# Feature selection
The problem is exponentially hard since we have to consider all combinations of features.
L refers to learning algorithm.
# Filtering
- Faster speed
- Ignores the learning problem
- Isolated features, fails to account cases where a feature might prove valuable when combined with another feature to solve a particular learning problem
# Wrapping
- Super slow
- Takes into account model bias and learning
# Criterion to use for filtering
- Information gain (like in Decision Trees)
- Variance/Entropy/Gini Index
- Independent features / non-correlated features
# Wrapping techniques
- Randomized optimization
- Forward search
- Consider all features one-by-one and see which performs best with the learner.
- Add that feature to the bucket of selected features (initially empty)
- Take the bucket of selected features and pair remaining features one-at-a-time to find out addition of which remaining feature gives the best outcome.
- Take that best performing feature and repeat from step 2, until you don't see any significant boost of scores.
- Backward search
- Consider all combinations of all-except-one features with the learner and see which leads to the least loss.
- Eliminate that "except-one" feature.
- Take the remaining features and repeat from step 1, until you don't start seeing significant loss.
# Feature Relevance
# Feature Usefulness
# Feature transformation
# Principal Component Analysis (PCA)
PCA is about looking at correlation and maximizing variance so reconstruction is possible.

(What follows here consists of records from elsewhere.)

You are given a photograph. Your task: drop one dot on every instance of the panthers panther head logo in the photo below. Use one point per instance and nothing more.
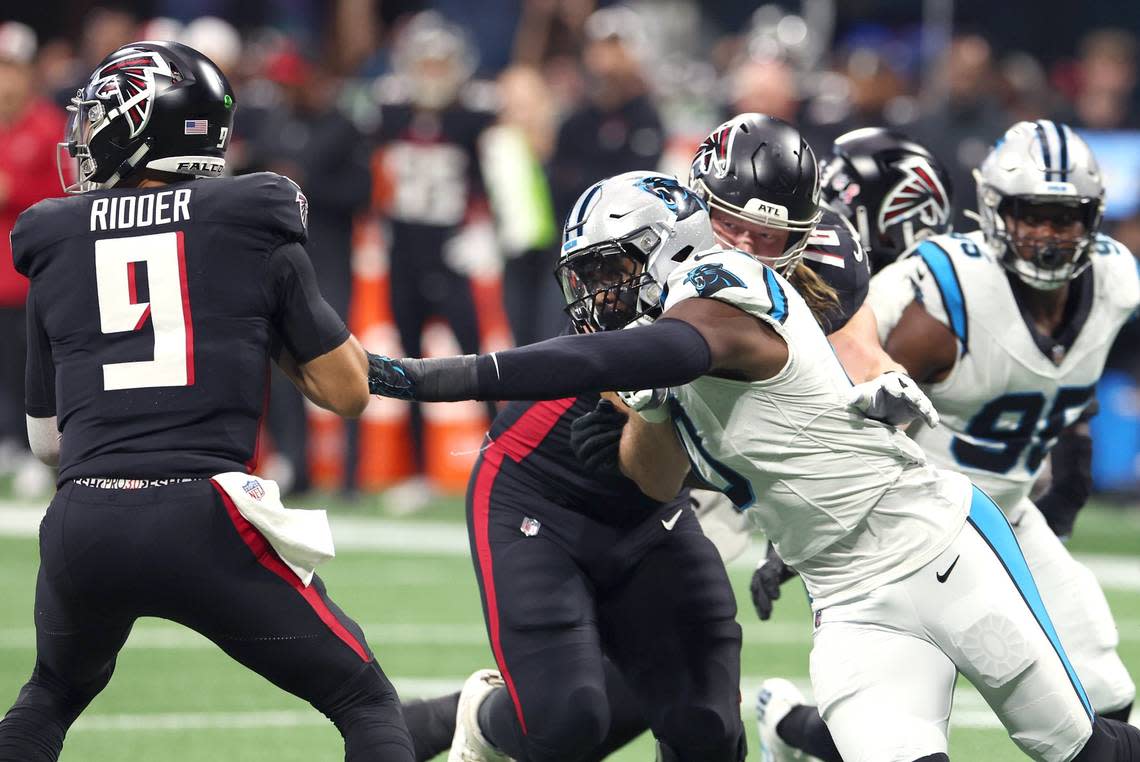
(709, 278)
(677, 197)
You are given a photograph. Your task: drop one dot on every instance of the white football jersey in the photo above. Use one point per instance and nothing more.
(1011, 390)
(847, 501)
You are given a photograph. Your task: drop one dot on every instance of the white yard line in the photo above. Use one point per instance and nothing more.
(355, 534)
(970, 711)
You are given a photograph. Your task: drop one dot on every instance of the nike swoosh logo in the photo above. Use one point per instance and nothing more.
(945, 575)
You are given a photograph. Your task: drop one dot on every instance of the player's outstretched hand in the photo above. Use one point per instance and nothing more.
(388, 378)
(596, 437)
(766, 581)
(651, 404)
(893, 398)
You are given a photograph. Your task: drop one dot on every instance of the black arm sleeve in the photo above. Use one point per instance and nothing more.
(1072, 481)
(303, 321)
(667, 354)
(40, 369)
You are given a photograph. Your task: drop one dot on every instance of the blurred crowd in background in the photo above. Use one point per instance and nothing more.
(440, 145)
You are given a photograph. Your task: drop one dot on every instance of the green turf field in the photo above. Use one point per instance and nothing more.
(177, 699)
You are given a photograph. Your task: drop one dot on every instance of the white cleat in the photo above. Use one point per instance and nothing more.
(776, 697)
(469, 745)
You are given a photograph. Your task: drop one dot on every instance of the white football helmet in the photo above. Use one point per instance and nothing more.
(620, 241)
(1041, 175)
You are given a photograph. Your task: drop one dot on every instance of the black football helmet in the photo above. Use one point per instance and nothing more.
(759, 169)
(156, 108)
(890, 188)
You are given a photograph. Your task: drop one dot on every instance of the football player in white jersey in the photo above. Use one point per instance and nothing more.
(1009, 329)
(906, 565)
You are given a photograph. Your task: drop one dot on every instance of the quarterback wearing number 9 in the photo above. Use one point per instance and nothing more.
(157, 299)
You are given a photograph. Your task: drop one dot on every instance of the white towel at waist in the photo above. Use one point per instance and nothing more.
(301, 537)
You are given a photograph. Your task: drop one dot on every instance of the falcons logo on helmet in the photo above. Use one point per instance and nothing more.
(918, 194)
(131, 81)
(713, 155)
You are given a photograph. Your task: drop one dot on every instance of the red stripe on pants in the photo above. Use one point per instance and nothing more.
(268, 558)
(516, 442)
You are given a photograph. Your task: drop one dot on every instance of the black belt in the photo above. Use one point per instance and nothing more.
(117, 483)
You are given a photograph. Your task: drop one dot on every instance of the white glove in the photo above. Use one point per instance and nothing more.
(893, 398)
(651, 404)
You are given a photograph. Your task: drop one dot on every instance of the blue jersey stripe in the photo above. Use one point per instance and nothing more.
(1045, 154)
(945, 276)
(776, 296)
(738, 488)
(1060, 135)
(993, 527)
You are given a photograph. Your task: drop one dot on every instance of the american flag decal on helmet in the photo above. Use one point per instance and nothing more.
(133, 76)
(254, 489)
(920, 194)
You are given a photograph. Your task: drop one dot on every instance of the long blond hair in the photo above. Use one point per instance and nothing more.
(821, 298)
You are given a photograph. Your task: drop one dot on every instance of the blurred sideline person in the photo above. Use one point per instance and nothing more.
(759, 178)
(904, 562)
(1042, 293)
(618, 129)
(1008, 396)
(157, 298)
(307, 138)
(429, 120)
(30, 127)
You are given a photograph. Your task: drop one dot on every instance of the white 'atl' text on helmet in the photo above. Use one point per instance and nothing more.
(1040, 162)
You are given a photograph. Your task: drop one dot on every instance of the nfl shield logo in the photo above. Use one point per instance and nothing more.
(530, 526)
(254, 489)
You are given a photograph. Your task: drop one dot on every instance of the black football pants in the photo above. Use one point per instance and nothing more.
(184, 553)
(562, 597)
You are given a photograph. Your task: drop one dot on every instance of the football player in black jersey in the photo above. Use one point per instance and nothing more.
(157, 300)
(608, 613)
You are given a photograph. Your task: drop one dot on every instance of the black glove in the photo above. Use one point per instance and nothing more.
(1072, 481)
(388, 378)
(766, 581)
(596, 437)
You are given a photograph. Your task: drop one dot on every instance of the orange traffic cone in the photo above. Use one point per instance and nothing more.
(385, 440)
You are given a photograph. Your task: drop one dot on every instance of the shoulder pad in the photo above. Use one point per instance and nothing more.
(263, 200)
(836, 254)
(939, 285)
(731, 276)
(1118, 268)
(41, 225)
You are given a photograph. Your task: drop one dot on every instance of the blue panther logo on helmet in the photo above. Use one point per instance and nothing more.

# Independent Components Analysis (ICA)
ICA is about looking at independence.
Blind source separation / Cocktail party problem is an example of what it can solve.
# PCA vs ICA
Mutually orthogonal: PCA (This is what makes PCA global algorithm)
Mutually independent: ICA
Maximal variance: PCA
Maximal mutual information: ICA
Ordered features: PCA
Bag of features: ICA, PCA
ICA is highly directional, whereas PCA is not.

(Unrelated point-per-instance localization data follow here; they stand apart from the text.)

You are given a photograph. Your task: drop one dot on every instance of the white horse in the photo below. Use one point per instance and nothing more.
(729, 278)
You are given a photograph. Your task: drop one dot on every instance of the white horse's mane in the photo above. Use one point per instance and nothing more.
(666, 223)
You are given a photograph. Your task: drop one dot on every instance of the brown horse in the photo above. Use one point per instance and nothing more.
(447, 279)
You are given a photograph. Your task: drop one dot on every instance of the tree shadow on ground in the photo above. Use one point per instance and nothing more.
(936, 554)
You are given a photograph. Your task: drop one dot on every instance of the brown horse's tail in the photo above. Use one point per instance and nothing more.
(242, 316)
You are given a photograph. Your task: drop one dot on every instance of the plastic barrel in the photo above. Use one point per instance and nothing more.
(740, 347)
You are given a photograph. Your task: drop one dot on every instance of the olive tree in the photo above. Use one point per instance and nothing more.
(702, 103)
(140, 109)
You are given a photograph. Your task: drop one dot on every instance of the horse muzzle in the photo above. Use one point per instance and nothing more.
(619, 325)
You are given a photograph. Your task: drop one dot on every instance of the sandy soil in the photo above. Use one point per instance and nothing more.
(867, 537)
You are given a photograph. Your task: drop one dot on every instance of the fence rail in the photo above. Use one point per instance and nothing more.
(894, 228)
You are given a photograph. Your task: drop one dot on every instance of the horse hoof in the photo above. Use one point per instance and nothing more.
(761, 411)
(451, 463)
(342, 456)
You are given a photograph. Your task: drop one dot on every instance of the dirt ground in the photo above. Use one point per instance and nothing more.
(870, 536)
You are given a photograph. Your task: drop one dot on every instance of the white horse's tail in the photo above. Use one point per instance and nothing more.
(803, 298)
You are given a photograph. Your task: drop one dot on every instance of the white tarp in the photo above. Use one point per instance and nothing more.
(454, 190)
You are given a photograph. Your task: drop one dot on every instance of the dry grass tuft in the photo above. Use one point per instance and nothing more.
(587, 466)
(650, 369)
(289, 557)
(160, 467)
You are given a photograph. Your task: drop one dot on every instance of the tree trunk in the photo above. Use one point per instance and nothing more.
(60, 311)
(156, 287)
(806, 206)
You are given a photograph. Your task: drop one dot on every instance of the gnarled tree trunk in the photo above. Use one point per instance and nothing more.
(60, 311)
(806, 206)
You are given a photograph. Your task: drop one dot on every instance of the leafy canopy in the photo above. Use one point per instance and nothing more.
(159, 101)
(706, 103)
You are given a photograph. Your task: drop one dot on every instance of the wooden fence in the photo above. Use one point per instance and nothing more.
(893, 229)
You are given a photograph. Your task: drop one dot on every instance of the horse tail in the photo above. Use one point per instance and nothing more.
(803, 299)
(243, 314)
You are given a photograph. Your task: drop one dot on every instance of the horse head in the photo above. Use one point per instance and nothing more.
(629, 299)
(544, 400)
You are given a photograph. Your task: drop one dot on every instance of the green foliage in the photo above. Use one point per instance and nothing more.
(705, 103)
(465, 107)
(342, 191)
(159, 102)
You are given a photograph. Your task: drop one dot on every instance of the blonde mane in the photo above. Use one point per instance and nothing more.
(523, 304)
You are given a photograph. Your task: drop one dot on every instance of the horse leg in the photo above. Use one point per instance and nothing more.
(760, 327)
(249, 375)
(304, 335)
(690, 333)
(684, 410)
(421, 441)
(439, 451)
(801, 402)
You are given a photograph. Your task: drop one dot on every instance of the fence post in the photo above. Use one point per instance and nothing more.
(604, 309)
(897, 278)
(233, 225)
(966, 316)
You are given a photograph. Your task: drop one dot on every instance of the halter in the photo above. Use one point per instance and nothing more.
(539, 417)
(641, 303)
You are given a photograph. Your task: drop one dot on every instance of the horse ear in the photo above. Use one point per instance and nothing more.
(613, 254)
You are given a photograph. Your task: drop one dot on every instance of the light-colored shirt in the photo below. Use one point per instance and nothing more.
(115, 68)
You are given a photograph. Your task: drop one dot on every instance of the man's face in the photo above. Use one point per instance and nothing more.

- Therefore, ICA is great for sound waves where direction is important,
- ICA is great for images like faces where direction is important. ICA ends up detecting noses, eyes, contours, etc whereas PCA finds brightness, average face, so basically anything global.
- For pictures of the world, ICA detects edges, whereas PCA still behaves the same as for faces above.
- For documents, ICA gives topics.
# Random Components Analysis (RCA)
Generates random directions.
Big advantage of RCA: Fast.
# Linear Discriminant Analysis (LDA)
Finds a projection that discriminates based on the label.